Indians are far more intolerant of expressions of love than they are of rampant hate.

If you know anything about how things stand, you will know how intolerant we are of public displays of affection. Public displays of religious fanaticism and hate, however, seem not to affect us at all.


India may be free, all its people are not.

“Where the mind is without fear, and the head is held high…” Tagore wrote in 1910. Just ask the Dalits, and the Muslims, and the Christians, and the women, and the LGBT community how free they really feel when they walk the streets of an increasingly rabid, homophobic, fundamentalist country and you’ll know that Tagore’s words are nothing but wishful thinking for most of us even a century later. We’re still fighting for so many freedoms that only those in the majority — religious and sexual — seem to enjoy.


India isn’t just financially poor. Its poverty runs far far deeper.

As poor as we may be, our true poverty lies in the fact that we are a bankrupt people when it comes to humanity. We are a homophobic, fanatic, selfish people. In the mad rush to be Straight/Married, Hindu/Muslim, Marathi/Gujarati, and Patriots/Nationalists, we’ve lost our most basic, most necessary identity — that of being human.


Professor Siras may have won the case against the Aligarh University, but he lost against rampant homophobia.
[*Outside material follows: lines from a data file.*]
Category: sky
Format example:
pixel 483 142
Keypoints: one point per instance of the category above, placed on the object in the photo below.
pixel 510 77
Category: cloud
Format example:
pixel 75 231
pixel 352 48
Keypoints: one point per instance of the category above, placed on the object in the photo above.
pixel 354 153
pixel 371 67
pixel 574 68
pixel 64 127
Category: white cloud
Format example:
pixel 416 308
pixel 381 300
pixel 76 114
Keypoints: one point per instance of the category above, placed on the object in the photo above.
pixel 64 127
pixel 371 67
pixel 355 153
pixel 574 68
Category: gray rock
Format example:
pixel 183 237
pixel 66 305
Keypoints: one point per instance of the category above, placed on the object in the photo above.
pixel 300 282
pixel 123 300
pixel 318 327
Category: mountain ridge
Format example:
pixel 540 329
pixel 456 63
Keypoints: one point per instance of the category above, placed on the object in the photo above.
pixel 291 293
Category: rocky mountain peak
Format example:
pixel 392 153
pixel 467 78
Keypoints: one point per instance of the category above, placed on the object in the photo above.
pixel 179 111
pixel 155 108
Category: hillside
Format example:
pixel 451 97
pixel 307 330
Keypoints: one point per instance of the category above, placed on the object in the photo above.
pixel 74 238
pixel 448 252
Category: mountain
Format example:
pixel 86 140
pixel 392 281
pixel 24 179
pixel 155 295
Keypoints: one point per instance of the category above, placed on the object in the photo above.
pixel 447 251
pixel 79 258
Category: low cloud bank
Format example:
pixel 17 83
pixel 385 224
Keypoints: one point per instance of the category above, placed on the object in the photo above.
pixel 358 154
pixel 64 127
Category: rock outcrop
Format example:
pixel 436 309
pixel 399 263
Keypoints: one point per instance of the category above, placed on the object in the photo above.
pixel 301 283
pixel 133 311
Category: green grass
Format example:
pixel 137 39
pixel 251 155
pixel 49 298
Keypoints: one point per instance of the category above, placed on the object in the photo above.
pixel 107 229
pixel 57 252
He was found dead in his apartment less than a week after winning the case and getting his job back. Traces of poison were found in his blood.


The movie ‘Aligarh’ has been “unofficially” banned in the city of Aligarh. City officials think it shows them, and their city, in a bad light. Truth has a way of doing that — making evil look evil, and injustice look unjust.

I don’t know why, and how, India can still claim to be a tolerant, secular nation, when it is, in fact, neither.